その時、レンの眼鏡がキラリと光った。頭の上にビックリマークが見えてチャイムが鳴った。「ミコが嫌な事をさっさと忘れてストレス解消できる場を作る、なんてどうかな。前向きで良いんじゃないかな」
「気が晴れるねえ。次の休みの日にみんなで遊びに行くとか?」
「どうかな。平日休日を問わず、斐氏教のお勤めがあるから」
「今日の放課後、寮のあたしの部屋に誘ってみようかな。今ちょうど一人部屋だし」本来は寮生以外立ち入り禁止だが、規制や監視は緩い。

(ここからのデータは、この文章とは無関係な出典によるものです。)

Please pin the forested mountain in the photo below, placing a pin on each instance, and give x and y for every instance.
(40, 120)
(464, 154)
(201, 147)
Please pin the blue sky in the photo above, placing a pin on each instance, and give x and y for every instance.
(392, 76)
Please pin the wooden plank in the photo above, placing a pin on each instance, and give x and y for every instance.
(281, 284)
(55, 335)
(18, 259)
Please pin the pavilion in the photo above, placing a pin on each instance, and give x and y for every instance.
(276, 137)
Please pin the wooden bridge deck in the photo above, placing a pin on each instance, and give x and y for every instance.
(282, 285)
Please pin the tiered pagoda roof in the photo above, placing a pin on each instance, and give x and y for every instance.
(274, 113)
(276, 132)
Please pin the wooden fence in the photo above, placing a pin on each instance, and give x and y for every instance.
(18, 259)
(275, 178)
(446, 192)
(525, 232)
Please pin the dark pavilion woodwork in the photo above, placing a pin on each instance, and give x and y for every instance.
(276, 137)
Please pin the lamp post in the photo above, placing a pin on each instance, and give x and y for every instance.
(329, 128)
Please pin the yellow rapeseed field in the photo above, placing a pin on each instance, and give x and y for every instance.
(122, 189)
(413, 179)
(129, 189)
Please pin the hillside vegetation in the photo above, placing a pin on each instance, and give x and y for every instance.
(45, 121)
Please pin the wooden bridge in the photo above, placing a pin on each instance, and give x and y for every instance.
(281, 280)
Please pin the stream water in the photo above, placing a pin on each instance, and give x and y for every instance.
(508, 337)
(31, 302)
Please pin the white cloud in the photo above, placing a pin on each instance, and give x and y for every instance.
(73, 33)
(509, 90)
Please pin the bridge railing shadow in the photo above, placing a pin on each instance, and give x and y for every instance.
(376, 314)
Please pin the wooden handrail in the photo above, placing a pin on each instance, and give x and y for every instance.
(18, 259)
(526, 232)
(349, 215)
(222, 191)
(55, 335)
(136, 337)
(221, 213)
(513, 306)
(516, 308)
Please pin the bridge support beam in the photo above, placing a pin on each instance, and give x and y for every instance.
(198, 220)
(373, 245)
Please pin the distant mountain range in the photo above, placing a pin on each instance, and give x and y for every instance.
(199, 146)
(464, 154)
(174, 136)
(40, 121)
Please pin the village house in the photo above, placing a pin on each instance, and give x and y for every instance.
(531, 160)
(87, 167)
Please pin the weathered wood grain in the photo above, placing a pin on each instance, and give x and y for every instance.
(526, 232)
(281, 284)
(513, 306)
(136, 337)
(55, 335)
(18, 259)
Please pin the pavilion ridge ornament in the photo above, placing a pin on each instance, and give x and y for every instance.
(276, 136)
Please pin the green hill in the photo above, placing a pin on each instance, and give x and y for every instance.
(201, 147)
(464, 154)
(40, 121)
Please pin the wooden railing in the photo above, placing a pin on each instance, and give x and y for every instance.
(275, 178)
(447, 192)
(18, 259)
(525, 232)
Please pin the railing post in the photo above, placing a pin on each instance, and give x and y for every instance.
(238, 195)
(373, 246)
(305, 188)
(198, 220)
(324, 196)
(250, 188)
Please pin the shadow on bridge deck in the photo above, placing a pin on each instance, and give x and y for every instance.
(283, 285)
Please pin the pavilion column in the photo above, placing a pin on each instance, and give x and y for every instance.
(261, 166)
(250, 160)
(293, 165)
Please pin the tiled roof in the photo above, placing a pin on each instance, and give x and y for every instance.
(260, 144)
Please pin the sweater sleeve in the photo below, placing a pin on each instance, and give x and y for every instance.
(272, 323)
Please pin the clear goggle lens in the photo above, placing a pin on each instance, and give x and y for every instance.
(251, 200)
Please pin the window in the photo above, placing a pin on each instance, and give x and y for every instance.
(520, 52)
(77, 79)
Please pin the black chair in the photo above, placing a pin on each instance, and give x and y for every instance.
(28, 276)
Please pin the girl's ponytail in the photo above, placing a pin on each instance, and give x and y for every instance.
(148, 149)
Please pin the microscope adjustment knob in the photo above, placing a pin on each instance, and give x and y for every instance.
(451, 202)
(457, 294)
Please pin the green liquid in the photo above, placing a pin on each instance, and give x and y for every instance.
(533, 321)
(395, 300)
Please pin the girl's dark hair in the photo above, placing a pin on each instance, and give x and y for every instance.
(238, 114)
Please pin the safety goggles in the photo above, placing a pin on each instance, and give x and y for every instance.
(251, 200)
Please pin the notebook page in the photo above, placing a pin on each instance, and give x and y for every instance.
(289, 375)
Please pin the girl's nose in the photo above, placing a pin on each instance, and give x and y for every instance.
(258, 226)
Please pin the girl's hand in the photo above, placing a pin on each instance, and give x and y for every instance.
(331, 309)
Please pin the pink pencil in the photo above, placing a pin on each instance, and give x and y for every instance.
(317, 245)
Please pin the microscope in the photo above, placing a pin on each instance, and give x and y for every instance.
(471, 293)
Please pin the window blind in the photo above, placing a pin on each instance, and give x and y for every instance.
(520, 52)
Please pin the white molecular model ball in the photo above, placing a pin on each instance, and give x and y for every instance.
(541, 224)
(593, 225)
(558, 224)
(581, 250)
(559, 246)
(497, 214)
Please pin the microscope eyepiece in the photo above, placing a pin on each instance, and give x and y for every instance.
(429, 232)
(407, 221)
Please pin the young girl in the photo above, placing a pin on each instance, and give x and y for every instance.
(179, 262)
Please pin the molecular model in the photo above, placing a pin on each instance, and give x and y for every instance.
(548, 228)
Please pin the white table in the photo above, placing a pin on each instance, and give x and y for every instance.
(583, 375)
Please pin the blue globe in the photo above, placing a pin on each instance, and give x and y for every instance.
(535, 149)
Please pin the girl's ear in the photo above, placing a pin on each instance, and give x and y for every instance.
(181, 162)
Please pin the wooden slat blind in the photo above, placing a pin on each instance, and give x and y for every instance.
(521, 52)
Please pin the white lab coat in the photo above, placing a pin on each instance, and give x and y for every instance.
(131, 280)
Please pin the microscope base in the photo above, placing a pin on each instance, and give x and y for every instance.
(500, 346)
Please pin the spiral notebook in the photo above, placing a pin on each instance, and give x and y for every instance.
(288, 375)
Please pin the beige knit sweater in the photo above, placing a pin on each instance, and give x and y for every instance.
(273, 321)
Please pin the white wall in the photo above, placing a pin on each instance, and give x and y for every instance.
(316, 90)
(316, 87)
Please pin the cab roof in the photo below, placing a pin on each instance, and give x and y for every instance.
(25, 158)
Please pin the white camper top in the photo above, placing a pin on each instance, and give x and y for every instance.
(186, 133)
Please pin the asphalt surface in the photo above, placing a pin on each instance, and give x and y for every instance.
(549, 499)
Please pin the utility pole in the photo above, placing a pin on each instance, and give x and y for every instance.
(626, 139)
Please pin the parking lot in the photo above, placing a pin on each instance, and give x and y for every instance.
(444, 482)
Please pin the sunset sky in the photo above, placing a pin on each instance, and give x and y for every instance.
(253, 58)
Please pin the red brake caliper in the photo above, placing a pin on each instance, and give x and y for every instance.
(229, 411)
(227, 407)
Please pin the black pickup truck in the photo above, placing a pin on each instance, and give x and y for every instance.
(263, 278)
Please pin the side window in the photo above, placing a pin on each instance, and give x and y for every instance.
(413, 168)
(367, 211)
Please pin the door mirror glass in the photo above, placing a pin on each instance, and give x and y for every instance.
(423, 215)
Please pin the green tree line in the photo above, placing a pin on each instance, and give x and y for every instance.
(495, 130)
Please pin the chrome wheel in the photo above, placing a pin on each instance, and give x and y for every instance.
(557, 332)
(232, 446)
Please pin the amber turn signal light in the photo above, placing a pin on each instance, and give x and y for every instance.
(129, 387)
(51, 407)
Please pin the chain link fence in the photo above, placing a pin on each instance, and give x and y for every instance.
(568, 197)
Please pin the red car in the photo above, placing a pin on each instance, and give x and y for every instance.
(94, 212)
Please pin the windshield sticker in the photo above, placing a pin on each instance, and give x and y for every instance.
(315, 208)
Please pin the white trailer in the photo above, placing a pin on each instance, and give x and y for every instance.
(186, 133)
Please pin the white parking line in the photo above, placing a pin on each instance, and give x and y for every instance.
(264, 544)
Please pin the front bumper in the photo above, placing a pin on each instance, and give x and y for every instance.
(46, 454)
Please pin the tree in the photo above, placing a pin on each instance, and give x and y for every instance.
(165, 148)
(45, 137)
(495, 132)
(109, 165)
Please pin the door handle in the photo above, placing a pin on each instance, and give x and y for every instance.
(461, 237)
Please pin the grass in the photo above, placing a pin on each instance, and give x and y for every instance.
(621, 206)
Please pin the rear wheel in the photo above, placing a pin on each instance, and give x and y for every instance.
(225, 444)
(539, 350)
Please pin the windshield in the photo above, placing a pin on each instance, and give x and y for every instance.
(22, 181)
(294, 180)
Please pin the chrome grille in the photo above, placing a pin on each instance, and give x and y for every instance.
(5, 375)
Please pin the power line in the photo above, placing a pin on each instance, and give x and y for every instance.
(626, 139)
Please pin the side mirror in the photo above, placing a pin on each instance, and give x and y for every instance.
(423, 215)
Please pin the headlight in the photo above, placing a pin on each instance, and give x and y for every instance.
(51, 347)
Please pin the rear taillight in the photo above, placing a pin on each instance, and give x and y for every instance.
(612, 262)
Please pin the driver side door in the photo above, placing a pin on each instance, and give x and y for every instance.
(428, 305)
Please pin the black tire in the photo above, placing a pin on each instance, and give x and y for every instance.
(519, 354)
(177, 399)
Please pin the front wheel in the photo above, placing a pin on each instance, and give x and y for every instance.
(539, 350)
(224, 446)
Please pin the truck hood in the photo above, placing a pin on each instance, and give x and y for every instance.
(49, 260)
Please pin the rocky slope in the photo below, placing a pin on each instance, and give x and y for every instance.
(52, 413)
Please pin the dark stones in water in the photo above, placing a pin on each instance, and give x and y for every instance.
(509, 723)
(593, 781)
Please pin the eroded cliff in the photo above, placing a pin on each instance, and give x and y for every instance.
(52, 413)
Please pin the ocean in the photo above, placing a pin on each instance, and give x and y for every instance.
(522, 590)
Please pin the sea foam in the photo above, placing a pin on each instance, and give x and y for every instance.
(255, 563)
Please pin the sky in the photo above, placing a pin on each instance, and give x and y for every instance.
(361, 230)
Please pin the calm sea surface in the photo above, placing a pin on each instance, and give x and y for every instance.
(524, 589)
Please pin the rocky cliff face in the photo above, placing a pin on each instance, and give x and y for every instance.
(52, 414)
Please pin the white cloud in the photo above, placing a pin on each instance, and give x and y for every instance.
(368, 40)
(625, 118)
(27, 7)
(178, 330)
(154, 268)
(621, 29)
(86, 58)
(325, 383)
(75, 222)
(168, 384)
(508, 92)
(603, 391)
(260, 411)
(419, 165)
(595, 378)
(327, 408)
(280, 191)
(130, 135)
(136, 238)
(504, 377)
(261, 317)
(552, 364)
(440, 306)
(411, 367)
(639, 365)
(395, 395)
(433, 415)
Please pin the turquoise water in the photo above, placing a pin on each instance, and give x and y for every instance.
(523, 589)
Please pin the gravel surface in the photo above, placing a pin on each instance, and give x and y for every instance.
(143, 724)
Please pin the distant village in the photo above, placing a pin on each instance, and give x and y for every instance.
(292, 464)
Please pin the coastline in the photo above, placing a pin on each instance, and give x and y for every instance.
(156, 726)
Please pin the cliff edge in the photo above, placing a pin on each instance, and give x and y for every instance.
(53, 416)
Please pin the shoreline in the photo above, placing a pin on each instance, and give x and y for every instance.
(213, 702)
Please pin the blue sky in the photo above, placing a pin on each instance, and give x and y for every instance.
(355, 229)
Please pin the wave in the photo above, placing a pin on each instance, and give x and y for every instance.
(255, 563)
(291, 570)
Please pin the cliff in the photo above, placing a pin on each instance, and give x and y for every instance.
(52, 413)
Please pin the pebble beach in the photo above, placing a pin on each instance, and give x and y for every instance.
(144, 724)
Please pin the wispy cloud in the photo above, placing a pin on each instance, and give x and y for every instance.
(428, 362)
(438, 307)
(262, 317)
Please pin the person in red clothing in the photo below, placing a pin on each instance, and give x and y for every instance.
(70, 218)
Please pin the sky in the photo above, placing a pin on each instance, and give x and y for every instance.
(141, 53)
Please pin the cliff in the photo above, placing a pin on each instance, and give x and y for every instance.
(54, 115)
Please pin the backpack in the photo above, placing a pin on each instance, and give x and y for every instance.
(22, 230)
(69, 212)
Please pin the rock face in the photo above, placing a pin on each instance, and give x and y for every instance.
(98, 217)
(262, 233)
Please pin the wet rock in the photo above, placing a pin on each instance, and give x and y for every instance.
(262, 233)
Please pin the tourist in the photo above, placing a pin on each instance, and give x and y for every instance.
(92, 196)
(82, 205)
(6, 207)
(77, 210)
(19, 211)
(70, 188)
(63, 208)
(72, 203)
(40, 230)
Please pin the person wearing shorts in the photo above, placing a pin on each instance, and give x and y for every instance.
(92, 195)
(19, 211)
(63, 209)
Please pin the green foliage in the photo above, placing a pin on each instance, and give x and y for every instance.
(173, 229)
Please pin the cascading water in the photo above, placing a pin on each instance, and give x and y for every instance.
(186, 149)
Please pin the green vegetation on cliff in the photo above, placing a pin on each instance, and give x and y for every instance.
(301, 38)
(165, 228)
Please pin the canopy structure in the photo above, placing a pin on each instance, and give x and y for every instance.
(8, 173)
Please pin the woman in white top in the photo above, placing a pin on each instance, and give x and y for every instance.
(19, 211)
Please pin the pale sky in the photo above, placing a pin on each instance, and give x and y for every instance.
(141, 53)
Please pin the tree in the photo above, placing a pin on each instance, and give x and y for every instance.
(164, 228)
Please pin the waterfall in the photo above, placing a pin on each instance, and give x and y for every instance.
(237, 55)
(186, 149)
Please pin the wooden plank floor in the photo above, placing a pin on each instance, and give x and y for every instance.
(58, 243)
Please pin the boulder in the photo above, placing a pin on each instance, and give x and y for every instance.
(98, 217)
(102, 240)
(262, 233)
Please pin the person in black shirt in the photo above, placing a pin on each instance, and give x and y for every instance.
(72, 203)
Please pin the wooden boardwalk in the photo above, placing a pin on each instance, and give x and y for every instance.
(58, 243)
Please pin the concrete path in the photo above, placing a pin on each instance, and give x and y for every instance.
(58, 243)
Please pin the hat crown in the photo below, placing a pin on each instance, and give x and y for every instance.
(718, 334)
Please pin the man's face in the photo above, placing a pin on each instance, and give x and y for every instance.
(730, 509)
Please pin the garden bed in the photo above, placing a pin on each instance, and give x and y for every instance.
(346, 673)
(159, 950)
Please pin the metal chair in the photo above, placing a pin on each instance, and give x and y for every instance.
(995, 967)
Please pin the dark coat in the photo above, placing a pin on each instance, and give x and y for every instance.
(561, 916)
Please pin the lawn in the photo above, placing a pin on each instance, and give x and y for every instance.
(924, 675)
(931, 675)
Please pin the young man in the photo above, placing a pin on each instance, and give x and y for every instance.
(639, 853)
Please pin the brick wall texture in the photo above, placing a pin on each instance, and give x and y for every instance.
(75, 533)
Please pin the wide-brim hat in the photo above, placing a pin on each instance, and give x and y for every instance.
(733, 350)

「それもどうかと。信徒の人が時々車で迎えに来てるからね。下校時刻を過ぎても校門から出てこなかったら騒ぎになるかも」
難しい。教室で目立たず、ミコの実家にもバレずにミコから悩みを聞いてあげる方法。
一つ思いついた。手のひらをくいくいと振り、レンに耳を近づけるよう促す。
「じゃあ、今夜あたしの部屋でお泊り会ってのはどうかな」周りの目を気にしつつ小声で囁いてみた。今のあたしは、さぞや悪い顔をしてることだろう。
「ええ? 平日にパジャマパーティーはさすがに……」
「あたしの部屋、二階の角部屋で外からも見え難いんだよね。こっそりロープでも垂らしてレンとミコが登って来て一晩泊まって、胸に溜まってるストレスを吐きださせる。そして朝のうちに帰る。寝る場所と布団もあるよ。どうかな」
「僕は簡単にできるけど、ミコはロープを登るとか無理じゃないかな」レンは否定した後、すぐに何かを思い出したようだ。「あ、でもうちの倉に縄梯子があったな。あれ使えば忍び込めるかも」
「それだよ!」あたしは指をパチリと鳴らした。